Q: Using ASP to solve a non-linear problem I got excellent results and an "optimum" solution. Decision variables range from 0-700 and constraints and one set of constraints is in the 60,000 range. However, when the range of those constraints is increased by a factor of ten, ASP comes up with an answer that is clearly not optimum. My results are graphed in such a manner that it is easy to see a less than optimum solution. Furthermore, Solver states it has a "converged" solution rather than an optimum solution. I am using scaling, but the solution is still clearly worse than the original case. When I reduced the constraint values back the original levels, the model ran perfectly and gave consistently accurate results. I cannot understand how just changing the constraints by a factor of 10 can have such a huge impact on the results.
Help indicates changing the "converge" value might help. I tried this but there was no change. Are there some recommended "options" values which can help?
A: I'm assuming you are using the LSGRG Nonlinear Solver, since you're seeing "Solver converged to a solution" and you're adjusting the Convergence tolerance. (One option would be to try the LSSQP Solver or KNITRO Solver, but let's stick with the built-in Solver engines for the moment.) There are two topics to consider here - the way Automatic Scaling works inside the Solver engine, and the way scaling can affect objective and constraint values in your worksheet formulas, before the Solver engine ever sees them.

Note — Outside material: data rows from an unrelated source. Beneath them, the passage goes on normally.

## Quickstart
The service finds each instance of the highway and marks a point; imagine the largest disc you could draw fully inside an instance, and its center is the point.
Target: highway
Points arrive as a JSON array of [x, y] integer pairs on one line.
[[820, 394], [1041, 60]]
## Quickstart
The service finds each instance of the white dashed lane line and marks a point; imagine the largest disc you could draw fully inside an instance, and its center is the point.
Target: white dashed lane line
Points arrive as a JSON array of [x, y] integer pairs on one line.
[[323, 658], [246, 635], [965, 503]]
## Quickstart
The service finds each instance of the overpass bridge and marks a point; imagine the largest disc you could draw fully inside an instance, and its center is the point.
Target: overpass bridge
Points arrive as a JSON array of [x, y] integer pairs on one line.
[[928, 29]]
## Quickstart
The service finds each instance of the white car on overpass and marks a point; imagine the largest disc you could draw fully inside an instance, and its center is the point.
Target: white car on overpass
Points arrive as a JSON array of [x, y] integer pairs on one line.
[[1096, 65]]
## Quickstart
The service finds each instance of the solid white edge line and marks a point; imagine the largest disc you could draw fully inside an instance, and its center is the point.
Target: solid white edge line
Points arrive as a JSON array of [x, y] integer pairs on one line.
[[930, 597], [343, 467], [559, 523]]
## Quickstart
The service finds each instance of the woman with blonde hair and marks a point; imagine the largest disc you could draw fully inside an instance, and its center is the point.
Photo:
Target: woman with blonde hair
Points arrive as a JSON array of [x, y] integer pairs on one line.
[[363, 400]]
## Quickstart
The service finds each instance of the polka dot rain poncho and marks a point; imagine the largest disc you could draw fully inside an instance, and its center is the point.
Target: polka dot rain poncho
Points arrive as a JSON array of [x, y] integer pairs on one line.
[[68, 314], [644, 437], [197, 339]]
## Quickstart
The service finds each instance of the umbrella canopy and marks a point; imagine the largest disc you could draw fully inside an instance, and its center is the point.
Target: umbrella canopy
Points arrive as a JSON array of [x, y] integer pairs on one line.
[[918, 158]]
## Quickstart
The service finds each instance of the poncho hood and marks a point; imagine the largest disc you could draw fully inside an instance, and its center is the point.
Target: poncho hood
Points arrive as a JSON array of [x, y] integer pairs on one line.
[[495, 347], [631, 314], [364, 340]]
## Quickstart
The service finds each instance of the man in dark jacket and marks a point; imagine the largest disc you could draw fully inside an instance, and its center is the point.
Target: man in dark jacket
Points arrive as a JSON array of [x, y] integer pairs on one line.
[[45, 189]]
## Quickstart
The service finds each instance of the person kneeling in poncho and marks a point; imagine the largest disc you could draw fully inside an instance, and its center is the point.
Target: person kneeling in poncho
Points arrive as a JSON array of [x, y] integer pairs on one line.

When you set the "Use Automatic Scaling" option to True, the LSGRG Solver uses "typical value scaling". Essentially it takes the values of the objective and constraint functions at the initial values of the decision variables (what you have on the spreadsheet when the optimization starts), and internally divides the objective and constraint values it works with, on future iterations, by these initial values. If the initial values are very different in magnitude from the subsequent values on each iteration, and the final values as the Solver approaches the optimal solution, this scaling will lose its effectiveness, and the Kuhn-Tucker local optimality conditions (that would give you the message "Solver found a solution") won't be satisfied. So the take-away is to use initial values for the decision variables that make the objective and constraints as close in magnitude as you can to the expected final solution.
This all happens inside the Solver engine. But it is possible for scaling to affect your Excel model itself. To take an extreme example, if A1: = 1E+10 and A2: =1E-10. A3: =A1+A2 will be 1E+10, and A4: =A3=A1 will be TRUE -- that is, the value of A2 will "disappear". This is called a "loss of significance" in numerical computation. This example involves 20 decimal places; IEEE floating-point numbers are able to represent approximately 15 decimal digits (52 bits). If you have a large model and it is difficult to find the cells or formulas where there can be a loss of significance, you can sometimes find them (not always, this is an approximate test) by selecting the Scaling Report (Reports - Optimization Reports - Scaling) when the LSGRG Solver has stopped.